Bajo la Posada de los Portales — calles blancas, maderas almagre y columnas de cemento blanquigordas— a aquella hora los enlutados y emboinados de siempre. Los que miran la nada del redondel o del auto que lo cruza, y a veces levantan la mano muy pausera para sentenciar sobre la viña y el tempero. Son gentes de piernas blanquísimas bajo los pantalones de pana. La cara y las manos atezadas, y un cielo de la boca coreado de muelas amarillas que asoman en la grandilocuencia del bostezo. La de veces que habrán oído las plazas bostezar, sonar los caños narigales, y echar risotadas estruendosas. La de veces que habrán visto a los borrachos del pueblo aldoneando la cabeza y los decires; las sombras de las panzas empreñadas, y los mimos de los chicos que salen de la escuela. Cuánta moza con el pie brioso, la bocadura y los pechos escapantes. Ay qué coño de plazas, tristísimos calderos que nos recuerdan tantas vidas escurridas… y las mismas figuras de nuestra primera biografía que se llevó el viento. Calle de la Independencia abajo iban Plinio y don Lotario con Braulio entre hombros. Detrás, don Ricardo y el Faraón. En la esquina de la hermana Mariana vieron perros ligados. Acabado el gusto o asustados, tiraban cada cual hacia su cabeza. —Fíjate —saltó el Faraón— hacer eso en plena calle y estando solteros. Y es que los curas, ahora, dejan unas libertades que pa qué. ¿Qué sería si los humanos, al acabar la concatenación de las ingles anduviésemos todo el día por la casa engatillados a la vista de los suegros y vecinos…? Menos mal que al hombre, así que acaba la puja se le evapora la tensión. Al doblar la esquina se les acercó Ramoncito Serrano y volvieron a hablar del muerto. —Pues no sabe usted, Manuel, lo más grande de todo. —¿El qué? —Que Menandro Almortas ha dejado una carta al alcalde presentando su dimisión como ciudadano. —¿Su dimisión como ciudadano…? No me jodas. —Sin joderlo, Manuel. Aquí llevo una fotocopia que se la leeré a ustedes en el primer claro. —¿Habéis oído? —volvió Braulio a los otros—, que Menandro deja carta al alcalde presentándole su dimisión como ciudadano. —Aprieta huevo. Es capaz. Si era más cumplido que una nuera reciente. ¿Y cómo enfoca el texto? (Faraón). —Ahora lo leeré en el cuerpo presente.

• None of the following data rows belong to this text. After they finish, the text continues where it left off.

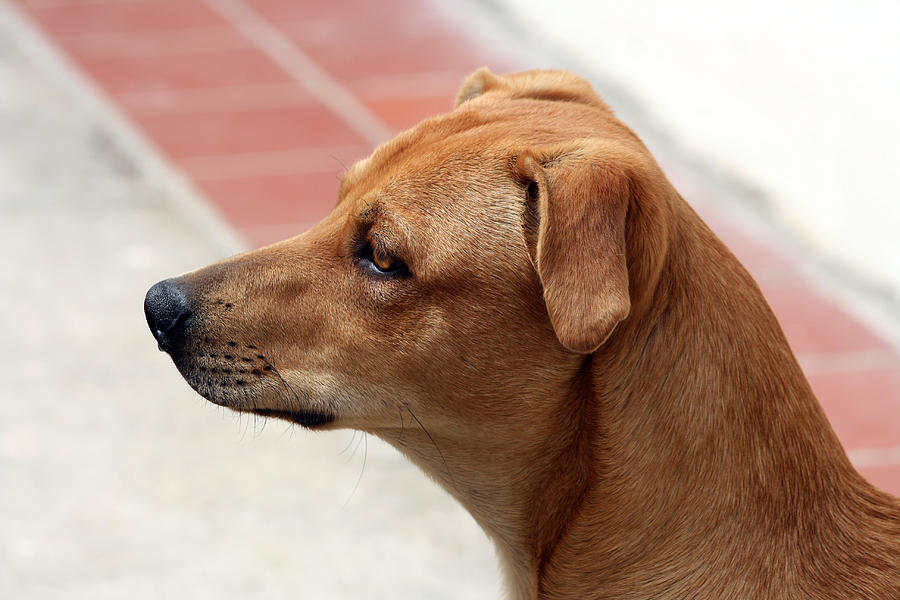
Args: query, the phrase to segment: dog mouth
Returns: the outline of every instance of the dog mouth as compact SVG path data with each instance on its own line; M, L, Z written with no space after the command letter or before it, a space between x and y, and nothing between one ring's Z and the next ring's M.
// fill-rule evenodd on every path
M281 381L278 371L255 346L223 349L189 348L169 352L181 376L201 396L215 404L237 406L261 386Z
M291 387L252 341L212 333L217 328L209 329L208 323L218 322L221 313L231 311L232 302L215 298L205 304L206 310L197 307L190 287L179 279L160 281L144 298L144 314L159 349L172 358L195 392L225 408L303 427L335 420L332 412L315 408L313 396ZM208 314L211 308L221 311ZM289 409L281 408L285 406Z
M334 421L333 414L319 413L314 411L294 412L289 410L276 410L271 408L254 408L249 412L261 417L274 417L276 419L283 419L285 421L290 421L292 423L296 423L297 425L302 425L303 427L307 427L310 429L313 427L327 425Z
M188 385L209 402L237 412L276 418L307 428L327 425L335 415L315 409L293 408L299 401L296 390L284 380L270 359L256 346L235 342L224 348L190 349L172 353L176 368ZM268 398L268 400L266 400ZM284 404L291 410L267 408L260 404Z

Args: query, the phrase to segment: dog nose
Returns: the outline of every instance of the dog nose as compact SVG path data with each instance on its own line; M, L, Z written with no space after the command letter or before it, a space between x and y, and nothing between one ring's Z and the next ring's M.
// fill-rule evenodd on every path
M172 354L181 347L191 318L191 306L183 287L172 279L154 285L144 298L144 314L160 350Z

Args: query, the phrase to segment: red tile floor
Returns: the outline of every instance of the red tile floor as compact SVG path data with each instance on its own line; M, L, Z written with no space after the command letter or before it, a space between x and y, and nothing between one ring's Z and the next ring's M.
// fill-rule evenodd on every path
M18 4L252 245L319 220L345 165L447 110L475 68L525 66L429 0ZM896 349L784 251L704 214L757 277L851 458L900 495Z

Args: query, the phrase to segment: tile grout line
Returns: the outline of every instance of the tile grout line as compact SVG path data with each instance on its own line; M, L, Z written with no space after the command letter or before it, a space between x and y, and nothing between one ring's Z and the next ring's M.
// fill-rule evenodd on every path
M358 153L359 147L331 146L192 156L179 160L178 165L197 181L222 181L267 175L337 172L337 167L344 165L335 156L350 152Z
M854 448L847 457L856 468L893 467L900 465L900 446L884 448Z
M106 94L98 82L88 76L49 34L33 21L24 9L13 2L0 1L0 17L15 24L21 43L34 52L62 85L72 90L95 115L103 127L114 136L138 168L155 181L169 206L187 223L214 243L223 252L234 254L247 248L243 237L225 219L214 202L206 198L179 171L171 159L149 139L146 132L127 118L115 99Z
M58 39L79 56L100 60L253 49L250 40L229 25L140 33L63 34Z
M293 79L285 83L214 85L189 90L126 91L114 95L133 116L308 108L316 104Z
M897 353L890 347L871 350L804 352L796 354L796 357L806 375L872 371L900 366Z
M246 2L203 1L367 142L377 146L393 136L392 128Z

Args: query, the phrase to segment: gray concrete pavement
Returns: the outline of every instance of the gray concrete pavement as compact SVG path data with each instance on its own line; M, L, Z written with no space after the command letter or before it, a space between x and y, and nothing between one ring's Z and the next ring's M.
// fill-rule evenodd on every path
M59 61L0 3L0 598L498 596L393 450L183 383L143 295L237 242Z

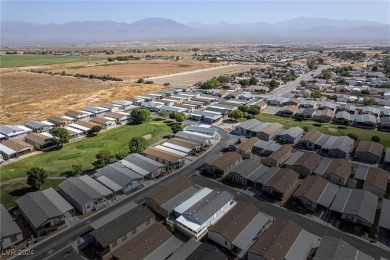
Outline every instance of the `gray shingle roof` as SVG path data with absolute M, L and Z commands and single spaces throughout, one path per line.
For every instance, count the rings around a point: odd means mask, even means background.
M 227 260 L 229 258 L 217 247 L 210 244 L 202 243 L 186 259 Z
M 135 171 L 130 170 L 119 162 L 106 165 L 105 167 L 99 169 L 97 173 L 94 174 L 94 176 L 96 178 L 105 176 L 122 187 L 125 187 L 134 179 L 143 178 L 143 176 L 136 173 Z
M 60 183 L 58 187 L 80 205 L 85 205 L 92 200 L 100 199 L 112 193 L 88 175 L 68 178 Z
M 263 124 L 263 122 L 260 122 L 257 119 L 249 119 L 249 120 L 241 123 L 239 125 L 239 127 L 241 127 L 242 129 L 245 129 L 245 130 L 253 131 L 253 129 L 257 128 L 258 126 L 260 126 L 262 124 Z
M 168 200 L 164 204 L 161 205 L 163 209 L 165 209 L 168 212 L 171 212 L 174 208 L 179 206 L 181 203 L 186 201 L 187 199 L 191 198 L 195 193 L 199 191 L 199 188 L 191 186 L 188 187 L 186 190 L 181 192 L 180 194 L 176 195 L 172 199 Z
M 314 173 L 321 176 L 324 175 L 324 172 L 326 171 L 326 169 L 328 168 L 331 162 L 332 162 L 332 158 L 323 157 L 320 163 L 315 168 Z
M 263 185 L 266 183 L 269 179 L 271 179 L 272 176 L 275 175 L 275 173 L 279 171 L 278 167 L 271 167 L 269 168 L 264 174 L 262 174 L 257 180 L 256 183 L 259 183 Z
M 127 161 L 130 164 L 133 164 L 133 165 L 135 165 L 141 169 L 144 169 L 145 171 L 148 171 L 148 172 L 154 172 L 158 168 L 165 167 L 163 164 L 156 162 L 156 161 L 154 161 L 146 156 L 143 156 L 139 153 L 129 154 L 122 161 Z M 126 166 L 128 167 L 128 164 L 126 164 Z M 137 172 L 137 173 L 140 173 L 137 171 L 136 167 L 130 167 L 130 169 Z
M 203 137 L 195 134 L 191 134 L 191 132 L 184 132 L 184 131 L 179 131 L 175 134 L 175 136 L 183 138 L 183 139 L 188 139 L 191 141 L 195 141 L 198 143 L 204 143 L 207 140 L 210 140 L 210 137 Z
M 96 238 L 103 248 L 106 248 L 113 241 L 129 233 L 152 217 L 154 217 L 154 214 L 150 209 L 139 205 L 95 229 L 90 234 Z
M 217 131 L 215 128 L 206 128 L 206 127 L 192 126 L 192 125 L 187 126 L 185 130 L 190 132 L 199 132 L 199 133 L 207 133 L 207 134 L 214 134 Z
M 0 133 L 8 135 L 13 132 L 23 132 L 24 130 L 16 125 L 2 125 L 0 126 Z
M 280 135 L 283 136 L 283 135 L 288 135 L 288 136 L 291 136 L 293 138 L 301 135 L 303 133 L 303 129 L 300 128 L 300 127 L 297 127 L 297 126 L 294 126 L 294 127 L 291 127 L 285 131 L 283 131 Z
M 390 200 L 383 199 L 379 226 L 390 230 Z
M 0 204 L 0 226 L 0 239 L 22 233 L 22 230 L 20 230 L 19 226 L 12 219 L 12 216 L 8 213 L 3 204 Z
M 390 147 L 386 149 L 384 162 L 390 162 Z
M 263 164 L 256 159 L 249 159 L 244 160 L 231 168 L 229 170 L 230 173 L 237 173 L 241 175 L 243 178 L 248 177 L 251 175 L 254 171 L 256 171 L 259 167 L 261 167 Z
M 288 160 L 284 164 L 288 165 L 288 166 L 294 165 L 296 163 L 296 161 L 298 161 L 298 159 L 301 158 L 301 156 L 303 154 L 304 154 L 304 152 L 302 152 L 302 151 L 296 151 L 295 153 L 293 153 L 291 155 L 290 158 L 288 158 Z
M 126 212 L 134 209 L 137 206 L 138 206 L 137 203 L 135 203 L 134 201 L 130 201 L 129 203 L 125 204 L 124 206 L 117 208 L 114 211 L 110 212 L 109 214 L 92 222 L 90 225 L 93 229 L 98 229 L 98 228 L 104 226 L 105 224 L 107 224 L 108 222 L 110 222 L 110 221 L 116 219 L 117 217 L 125 214 Z
M 213 118 L 213 119 L 217 119 L 217 118 L 220 118 L 222 116 L 220 114 L 211 113 L 211 112 L 207 112 L 207 111 L 203 111 L 203 110 L 195 110 L 191 114 L 204 116 L 204 117 L 208 117 L 208 118 Z
M 202 224 L 233 198 L 234 196 L 227 191 L 213 190 L 183 214 L 192 216 Z
M 172 236 L 168 241 L 165 241 L 164 244 L 162 244 L 160 247 L 158 247 L 156 250 L 154 250 L 151 254 L 149 254 L 147 257 L 144 258 L 144 260 L 160 260 L 160 259 L 166 259 L 168 256 L 170 256 L 173 252 L 175 252 L 183 242 Z
M 259 212 L 233 240 L 233 244 L 242 250 L 248 250 L 254 238 L 272 220 L 272 217 Z M 245 221 L 245 219 L 241 219 Z
M 369 191 L 340 187 L 330 209 L 374 223 L 377 205 L 378 197 Z
M 73 209 L 53 188 L 27 193 L 17 199 L 16 204 L 36 228 Z
M 179 249 L 177 249 L 173 255 L 171 255 L 168 260 L 183 260 L 187 259 L 192 252 L 195 251 L 202 243 L 196 239 L 191 238 L 184 245 L 182 245 Z
M 324 236 L 320 247 L 314 256 L 314 260 L 344 259 L 373 260 L 374 258 L 358 251 L 356 248 L 340 238 Z
M 39 129 L 41 127 L 45 127 L 45 126 L 48 126 L 47 124 L 44 124 L 42 122 L 39 122 L 39 121 L 27 121 L 26 123 L 26 126 L 31 128 L 31 129 Z
M 363 115 L 353 115 L 351 120 L 354 120 L 358 123 L 372 123 L 376 124 L 376 117 L 372 114 L 363 114 Z
M 354 140 L 349 136 L 331 136 L 322 146 L 322 149 L 339 149 L 348 154 L 353 148 Z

A ver si nos apañamos un rinconcillo. Al llegar a la casa del muerto se enteraron que, por el aparato especial, el entierro se retrasaba hasta las seis. Decidieron hacer el velatorio completo y no volverse al casino. El yerno de Menandro, como todo estaba enracimado de pesameros, los llevó a una alcoba grandísima, llena de cómodas y armarios panzudos, habilitada para los del cumplido. Más que alcoba era almacén de alcobas con sillas altipateras entre las cortinas amarillas y los lavabos con espejo pajizo. Se entreveían mujeres sentadas en sillas muy altas o descalzadoras muy bajas; y un viejo tumbado en una hamaca casi a ras de suelo. Plinio y los suyos se aparcaron en unas descalzadoras tristísimas, tapizadas de seda celeste, pero tan altas que a don Lotario le quedaban los pies badajeando. Dentro de un armario que no podían cerrar por más que empujaban la puerta cuantos pasaban por allí, se veían muchos paraguas grises y sombrillas color ancianísima naranja. Y es que en la familia de Menandro Almortas, aunque de labradores llanos, hubo una antepasada que vivió siempre en un palacio de Madrid y dejó todo su dinero para hospitales y beneficencia, pero los muebles y crespones, las vajillas y chinelas, y un cofre de caoba muy grande lleno de barajas de todos los tiempos, se lo dejó a su sobrino nieto Menandro, que siempre habló de ella con reverencia de altar.

Cruzó una vieja entre las descalzadoras y los armarios de luna panzudísimos, con una taza de caldo anchísima. Y al poco volvió con un rosario: —Es que le vamos a poner al pobre este, que es peorcillo, que no hay necesidad de enterrarlo con el de plata atado a la muñeca. Que la tierra es muy poco agradecida. Y lo explicaba a todos los pesameros que le hacían pasillo a lo largo de la casa, desde la cómoda donde lo sacó, hasta el catafalco de Almortas, que estaba sobre el suelo del gabinete y tenía la bandera nacional y la de Acción Católica cruzadas sobre al tabique de la derecha, conforme se entra de la habitación. —¡Ay! No somos nadie —exclamó el Faraón encendiendo un pito con cara triste y muy acomodao en una jamuga anchísima y negra como mal vaticinio—. Pero os advierto, que cuando uno se muere, vive como Dios. —Pues no dices mal —coreó un vejete sentado sobre el estuche de un bidet portátil. No era fácil saber la gente que había en aquella alcobona de alcobas. Pues por tanto espejo de coqueta y lavabo, se veían los mismos dolientes de frente, de espalda y en corros repetidos. Como la cosa iba para largo, Serranito sacó su fotocopia y pidió audiencia: —¿Les leo la dimisión de Menandro? Y como todos alargaron los cuellos con las orejas abiertas, formando una corona de cartílagos rizados rosados, morenos y peludos, alrededor del concejal, este, echando un vistazo al contorno de los espejados para cerciorarse de que su voz les llegaba, empezó a leer con son de oficio: «Sr. Alcalde Presidente del Excmo. Ayuntamiento de Tomelloso: Muy señor mío y de toda mi consideración. No crea usted que es de mi gusto escribir la presente.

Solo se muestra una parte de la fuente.